Assunto Carvão : Alto-forno
Carvão : Reatividade
Resumo Há cerca de 10 anos, a indústria siderúrgica implantou a técnica de injeção de carvão pulverizado (PCI – pulverized coal injection) nos altos-fornos (AFs) e esta se baseia na utilização de carvões importados. Visando diminuir a dependência dos mesmos, o uso do carvão vegetal e/ou nacional é uma alternativa interessante. O uso de carvão vegetal na indústria siderúrgica é uma das tecnologias chaves para contribuir com a minimização das emissões de CO2, desde que ele represente uma fonte renovável de energia.

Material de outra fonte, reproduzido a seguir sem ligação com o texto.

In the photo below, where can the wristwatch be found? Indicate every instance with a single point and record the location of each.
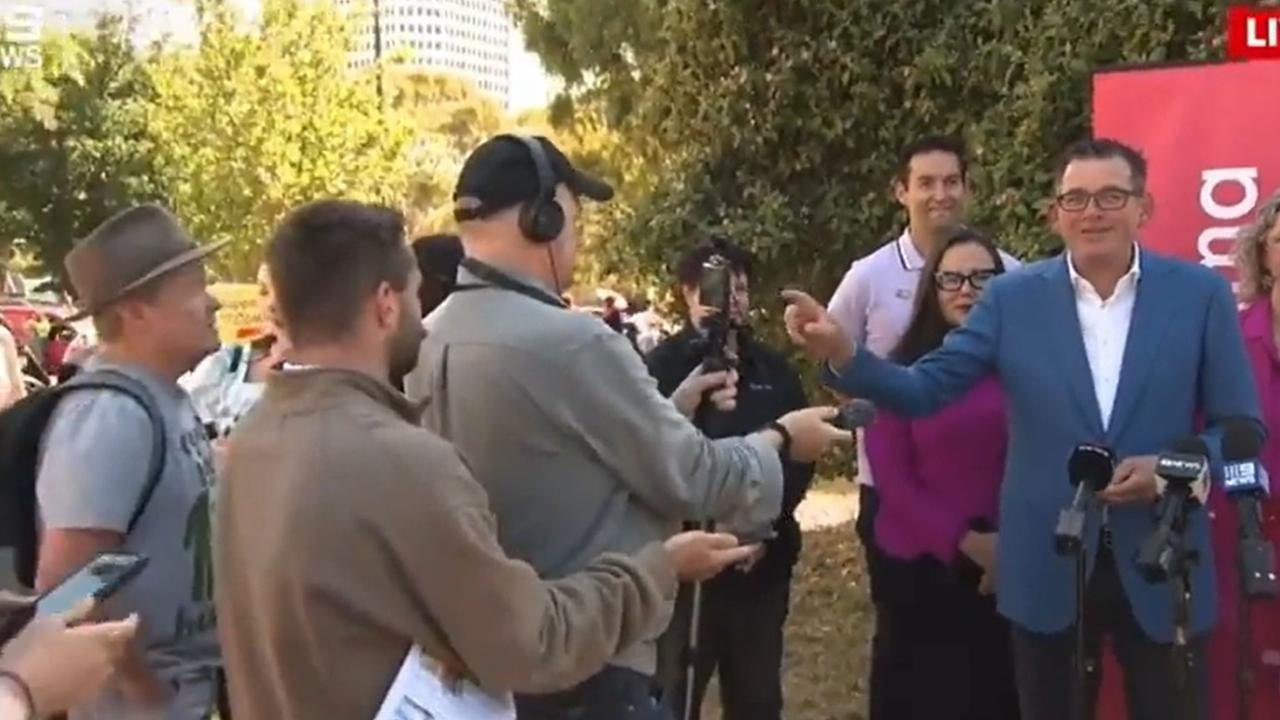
(785, 451)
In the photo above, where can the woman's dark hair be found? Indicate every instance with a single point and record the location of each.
(438, 258)
(928, 327)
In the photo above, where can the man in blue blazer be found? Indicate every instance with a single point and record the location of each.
(1109, 345)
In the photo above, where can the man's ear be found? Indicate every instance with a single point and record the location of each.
(387, 306)
(1147, 210)
(899, 190)
(1051, 214)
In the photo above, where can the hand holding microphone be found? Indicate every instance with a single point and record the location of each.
(1133, 481)
(693, 391)
(1183, 483)
(807, 434)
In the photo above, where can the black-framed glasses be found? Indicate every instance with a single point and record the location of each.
(1106, 199)
(952, 282)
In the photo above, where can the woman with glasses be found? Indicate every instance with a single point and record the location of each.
(1257, 259)
(938, 478)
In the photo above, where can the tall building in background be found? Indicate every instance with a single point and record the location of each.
(466, 37)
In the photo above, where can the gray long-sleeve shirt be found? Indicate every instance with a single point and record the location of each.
(565, 428)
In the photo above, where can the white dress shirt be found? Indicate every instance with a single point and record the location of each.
(1105, 328)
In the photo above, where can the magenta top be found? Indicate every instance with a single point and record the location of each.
(937, 474)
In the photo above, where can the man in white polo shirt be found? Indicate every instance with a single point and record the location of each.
(874, 300)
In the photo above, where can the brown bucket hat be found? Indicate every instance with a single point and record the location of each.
(127, 251)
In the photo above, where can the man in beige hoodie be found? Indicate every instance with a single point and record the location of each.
(346, 533)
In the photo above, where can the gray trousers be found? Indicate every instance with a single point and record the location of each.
(1043, 664)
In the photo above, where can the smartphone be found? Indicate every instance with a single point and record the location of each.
(713, 286)
(101, 578)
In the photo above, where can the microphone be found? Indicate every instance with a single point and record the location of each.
(1247, 484)
(1183, 474)
(1089, 469)
(855, 414)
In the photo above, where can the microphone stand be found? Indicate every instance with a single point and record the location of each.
(1243, 675)
(1182, 559)
(1082, 662)
(1068, 540)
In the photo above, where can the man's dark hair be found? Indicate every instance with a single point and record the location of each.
(932, 144)
(927, 328)
(327, 259)
(1105, 149)
(689, 269)
(438, 258)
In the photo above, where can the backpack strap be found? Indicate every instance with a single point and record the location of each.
(123, 383)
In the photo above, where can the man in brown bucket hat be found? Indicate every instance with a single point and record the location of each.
(140, 277)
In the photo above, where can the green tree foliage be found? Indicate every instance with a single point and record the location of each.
(73, 141)
(449, 117)
(781, 121)
(252, 123)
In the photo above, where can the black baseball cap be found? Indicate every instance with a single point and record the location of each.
(502, 173)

O objetivo principal desse trabalho foi avaliar em escala de laboratório a viabilidade técnica de utilização do carvão vegetal, carvão mineral nacional, importados e misturas nas ventaneiras dos AFs. A reatividade dos carvões e misturas ao CO2 foi avaliada por termobalanca e forno Tammann. A combustibilidade dos carvoes e misturas foi avaliada em um simulador da zona de combustão dos AFs. De acordo com os resultados de caracterização obtidos verificou-se que o carvão vegetal apresenta características que são benéficas ao processo de injeção como baixo teor de cinzas e enxofre. Misturas entre carvão nacional e vegetal são atrativas, devido aos altos teores desses constituintes no carvão nacional. Os resultados obtidos por termobalanca e Tammann apresentaram considerável convergência, confirmando assim os comportamentos observados. Foi verificado que o carvão vegetal apresentou a maior reatividade em CO2, seguido pelo carvão nacional, importados A e B. Para as misturas, foi verificado um comportamento não-aditivo na gaseificação quando da presença do carvão vegetal com os carvões minerais. O efeito da matéria mineral no caso especifico da mistura entre o carvão nacional e vegetal foi analisado. Possivelmente ocorreu a formação de um composto eutético de baixo ponto de fusão e esse amolecido ou fundido dificultou a gaseificação da mistura. Na análise do comportamento dos carvões e misturas em condições que simulam a zona de combustão determinou-se que o carvão vegetal é caracterizado por um maior grau de combustão, seguido pel carvão nacional, importado A e B. Em relação às misturas estudadas, em todas as taxas de injeção testadas, a combustão da mistura do carvão nacional com o vegetal (BC-CC) foi maior em relação à mistura do carvão nacional com o importado B (BC-ICB).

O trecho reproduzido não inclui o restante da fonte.